Tuesday, October 28, 2008

Update: October 27, 2008

I'm sitting in a chair, by a heater, in front of my laptop. I'm warm; I feel frustrated, but calm and somewhat collected. I have no classes tomorrow so I plan to stay up somewhat late. This paragraph has the potential of a marathon runner, but it seems I have no destination. Where are the painted lines in the middle of the road? Where are the hundreds of people behind the 'caution' tape cheering me on? Where are the over-confident middle-aged women handing out water bottles?
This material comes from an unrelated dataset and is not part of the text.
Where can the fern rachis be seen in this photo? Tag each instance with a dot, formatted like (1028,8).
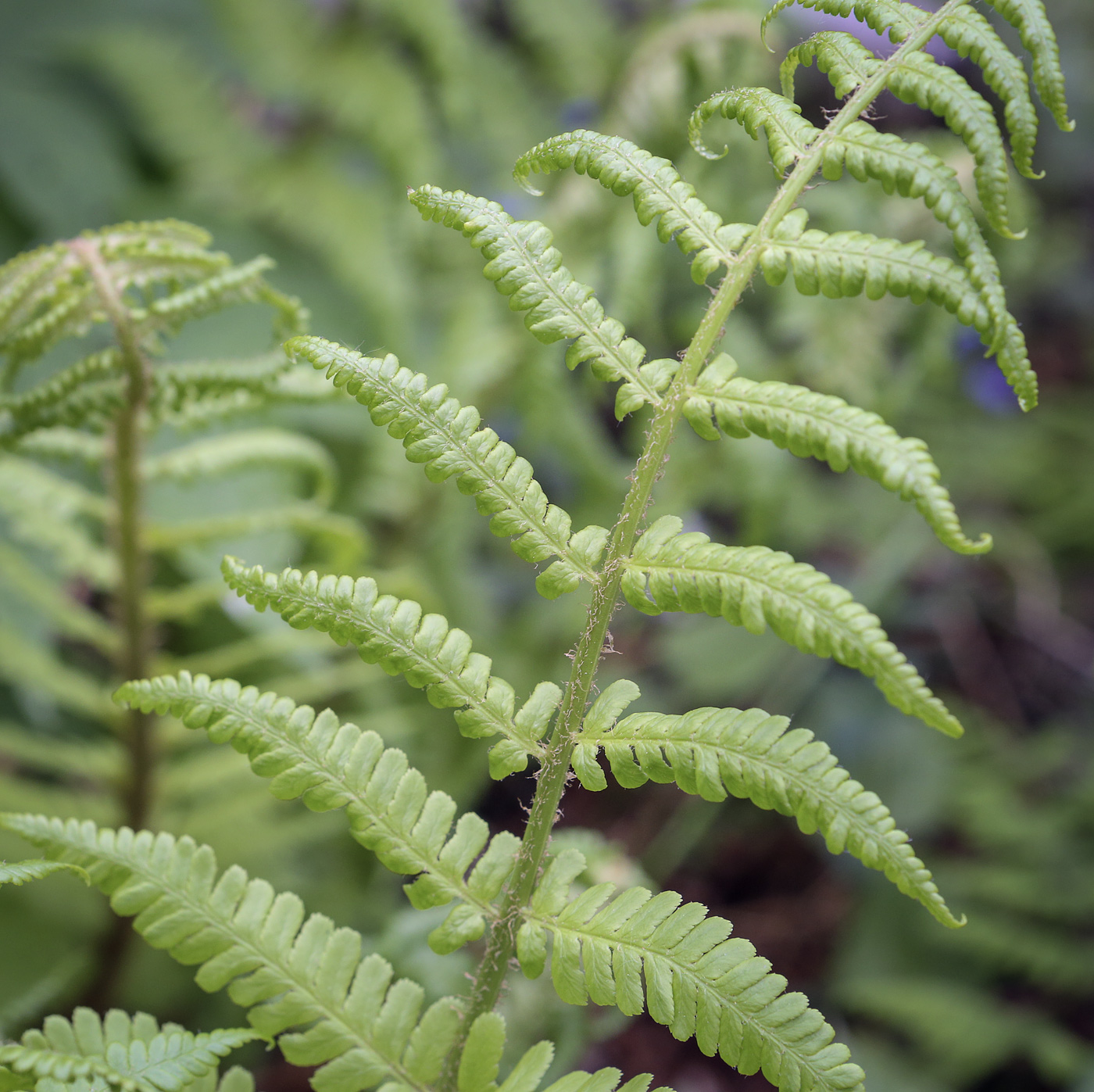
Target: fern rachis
(302,979)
You normally wouldn't ask these questions if you were at a marathon, watching from the pavement's sideline or maybe up in a quietly growing tree trying to spot the fastest runner (or, let's be honest, trying to spot the slowest one). I am not at a marathon, but perhaps I am running a race. I'm not trying to advance faster than my peers or pass anyone in the 'fast lane,' but instead maybe I am in a contest with myself; a test of endurance, a mental match of time and development against what I believe to be my strengths and my talents. A few days ago, I made a final ("final") decision to switch to a Journalism major (with a concentration in Broadcast for television). My legs take each step with confidence because it's something I need...I need self-conviction, I need determination that comes from within myself. But at the same time, this race seems to be getting into my head, making my legs weaker and my stride shorter.
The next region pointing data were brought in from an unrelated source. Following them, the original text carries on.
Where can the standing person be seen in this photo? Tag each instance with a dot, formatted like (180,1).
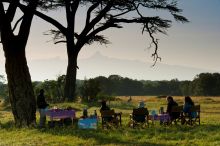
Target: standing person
(170,105)
(42,105)
(188,104)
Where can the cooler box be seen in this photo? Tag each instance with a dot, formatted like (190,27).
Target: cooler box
(88,123)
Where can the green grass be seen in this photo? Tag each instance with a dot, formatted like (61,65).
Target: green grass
(207,134)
I am trying so hard to stay collected and organized, both mentally and physically. I am trying to look into the future when perhaps I shouldn't be. It's smart to look ahead and consider the pros and cons of every decision, but I'm trying to figure it all out...I'm beginning to realize it doesn't work that way. This life, every step of the way, is a journey. Without risks, we don't grow. Without surprises, we don't learn. It's time for change...it's time for me to start living a little more unknowingly (in a stable and smart way, of course). It's time for me to take my eyes off the finish line and just put my head down and start running hard.